Толлеф поворачивается и смотрит на меня. Выражение его лица противоречит тону, с которым он это произносит: он не жалуется, он горд, доволен, он сияет. И я вижу перед собой Кайсу такой, какой я ее видела последний раз — в очках, сидящих на горбинке носа, стройную, можно даже сказать, худощавую, почти совсем седую, в одном из этих ее вечных бесформенных балахонов, но по-своему привлекательную и сексуальную.
Толлеф спускает Брутуса с поводка, тот бежит, загребая лапами по снегу, опустив морду вниз. Трое собачников одновременно присели на корточки и убирают за своими питомцами. Маленький мопс вертится волчком, зажав в зубах светло-зеленый мячик. Ох, это чувство тоски и зависти, но главное — огромная радость за Толлефа: ему-то есть с кем состариться. Это так хорошо, так приятно знать.
— Я так рад, что наконец-то пришла нормальная зима, — говорит Толлеф. — В прошлом году я ни разу не катался на лыжах. Как у тебя на работе? Как тебе кажется, правильно ты поступила?
— Это лучшее, что я могла сделать, — говорю я. — Теперь я гораздо больше подхожу на роль учителя, чем двадцать пять лет назад. Я меньше зациклена на себе. Во мне меньше горечи из-за нереализованных амбиций.
Толлеф смеется. Глаз почти не видно — то ли они уменьшились, то ли их просто труднее разглядеть за морщинами. У него почти такие же густые волосы, как в молодости, золотистые, но с проблесками седины.
Из сумки на плече он достает изгрызенную летающую тарелку и подбрасывает ее, Брутус зависает в прыжке.
— Я уже дважды ходил на лыжах, — говорит Толлеф. — Брал отгулы. В Эстмарке в будние дни так пусто и прекрасно. Но Моника…
Он замечает, что я плачу.
Толлеф разворачивает меня к себе, обнимает и гладит по спине. Брутус кладет к ногам Толлефа летающую тарелку, закрывает пасть и замирает.
— У Элизы в понедельник умер муж, — плачу я.
— Ян Улав.
Порыв ветра осыпает на нас с деревьев снег. Независимо от того, что я чувствую, рассказывать особо нечего. Толлеф спрашивает, как теперь Элиза, я говорю, что, по-моему, нормально. Ответ, который напрашивается сам собой.

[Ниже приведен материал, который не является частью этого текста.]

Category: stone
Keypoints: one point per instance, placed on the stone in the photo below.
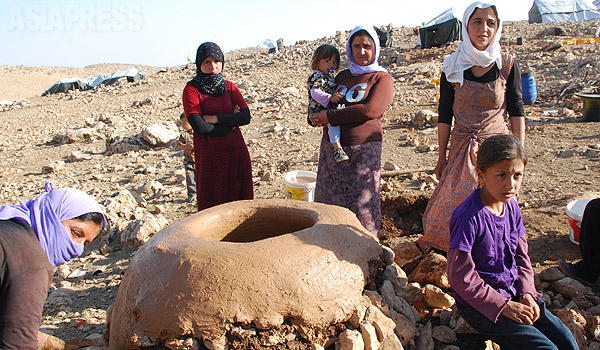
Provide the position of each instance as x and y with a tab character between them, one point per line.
350	340
182	344
424	117
396	276
403	307
77	156
406	252
425	339
405	329
570	287
388	255
387	293
160	134
576	323
552	274
436	298
377	300
444	334
411	292
54	167
594	327
389	166
359	313
431	269
391	343
382	323
138	232
369	335
218	343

Сколько же во мне накопилось чувств. Их так много, что я не знаю, что мне делать. Я смотрю на падающий снег, бесконечную, беспросветную пелену снега.
— Он ведь действительно был замечательным мужем и отцом, правда? — помолчав, спрашивает Толлеф.
Да, это правда.
Отец Толлефа пил и поколачивал жену, он умер, когда ему едва исполнилось пятьдесят. От первой встречи с матерью Толлефа мне запомнилась колея в гравии на подъезде к их дому в Мерокере. Кто-то пытался вырулить из заноса — младший брат Толлефа. Мать была худенькой и улыбчивой, руки ее дрожали, она все время курила.
В Толлефе есть что-то жизнеутверждающее. Однажды, когда мы будем вместе пить вино, я ему подробно об этом расскажу.
— Сколько вашей собаке? — спрашивает какая-то дама у Толлефа. — Это сука?
— Нет, кобель, — отвечает Толлеф, — ему восемь.
Мне хочется нравиться Толлефу, меня больше занимает то, как я выгляжу как человек в его глазах, чем в глазах других. Или даже больше, чем нравиться. Я хочу, чтобы он не осуждал меня и не воспринимал скептически решения, которые я принимаю. О самой себе я рассказываю Толлефу скромно и немногословно, я стараюсь говорить о других с большей симпатией. Ведь существует множество способов разочаровать других, и хуже всего — разочаровать Толлефа.
— А разве не очевидно, что Брутус — мальчик? — спрашивает он меня. — Она могла бы просто посмотреть, что у него под животом.